Gamarra sostuvo que, hasta la fecha, las discusiones que tenemos sobre el transporte público son “de tercer mundo”, porque nos circunscribimos mucho al presupuesto, al mal funcionamiento y a otras aristas, cuando en el mundo ya se discuten otras cuestiones, como la movilidad eléctrica. “Esto seguirá siendo así mientras no tengamos un pacto social para destinar más recursos, pagar mejor a los choferes e invertir en buses”, aseveró.
Gamarra, quien trabajó en la reforma actual con el viceministro Emiliano Fernández y actualmente vive en Taiwán, sugirió dar algunos pasos en conjunto con el desarrollo de la reforma. De lo contrario, seguiremos quedándonos boquiabiertos cuando vayamos a Buenos Aires o a São Paulo. Respecto a dichas ciudades, el economista añadió que pasaron por políticas de transporte, vivienda y densificación para lograr lo que lograron.
“Nuestro escenario inicial es distinto. Expulsamos a los asuncenos a las ciudades periféricas porque la tierra es mucho más barata y, por eso, no se puede edificar una capital de verdad”, opinó.
Seguidamente, dijo que la falta de planificación de la vivienda es un problema que debe solucionarse inicialmente, porque de esa manera se reduciría el gasto de traslado, que hoy representa una carga pesada para los ciudadanos.
El otro paso, indicó Gamarra, es contar con una política de captura de valor aplicada al transporte público, que no se enfoque en limitar precios por servicios, sino que invite a la gente a utilizar el transporte público en vez de otros medios que hoy están recibiendo dinero que podría destinarse al sistema. “Aquí se podrían obtener recursos y no estar buscando presupuesto en otro lado o emitir deuda”, complementó.
En síntesis, el economista aclaró que su planteamiento consiste simplemente en capturar valor, y una oportunidad se abre con el tren de cercanías, pensado como un desarrollador de la ciudad.

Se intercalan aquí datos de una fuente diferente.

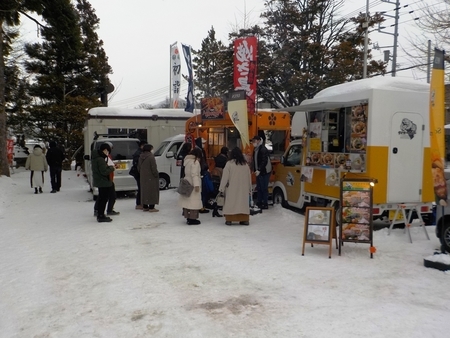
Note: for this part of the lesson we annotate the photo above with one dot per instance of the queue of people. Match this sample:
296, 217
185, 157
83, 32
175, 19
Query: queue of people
235, 179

Para que eso ocurra, el trayecto debe tener densidad y debe ser la propia gente la que financie el sistema.
Al margen, su recomendación es que los municipios tengan un rol más activo en el sistema, porque hoy prácticamente están fuera de la reforma, siendo las ciudades de Central las más densamente pobladas del país.
Por último, se refirió a la ley del transporte público y a la creación del fideicomiso, que está obligado a transferir pasivos firmes en el plazo de un año. Gamarra explicó que el Estado considera pasivo firme lo destinado al aseguramiento de la flota y la inversión. “Cuando se adjudiquen los itinerarios, se pactará conforme a la oferta y de ahí se pagará un monto por bus. La pregunta ahí es cómo vamos a fondear el sistema si la ley dice que un año antes se deben asegurar los recursos”, subrayó.
Para iniciar el proceso, opinó que se deben publicar los pliegos y socializar las condiciones del nuevo sistema de transporte público para que el usuario final sepa qué servicio va a tener.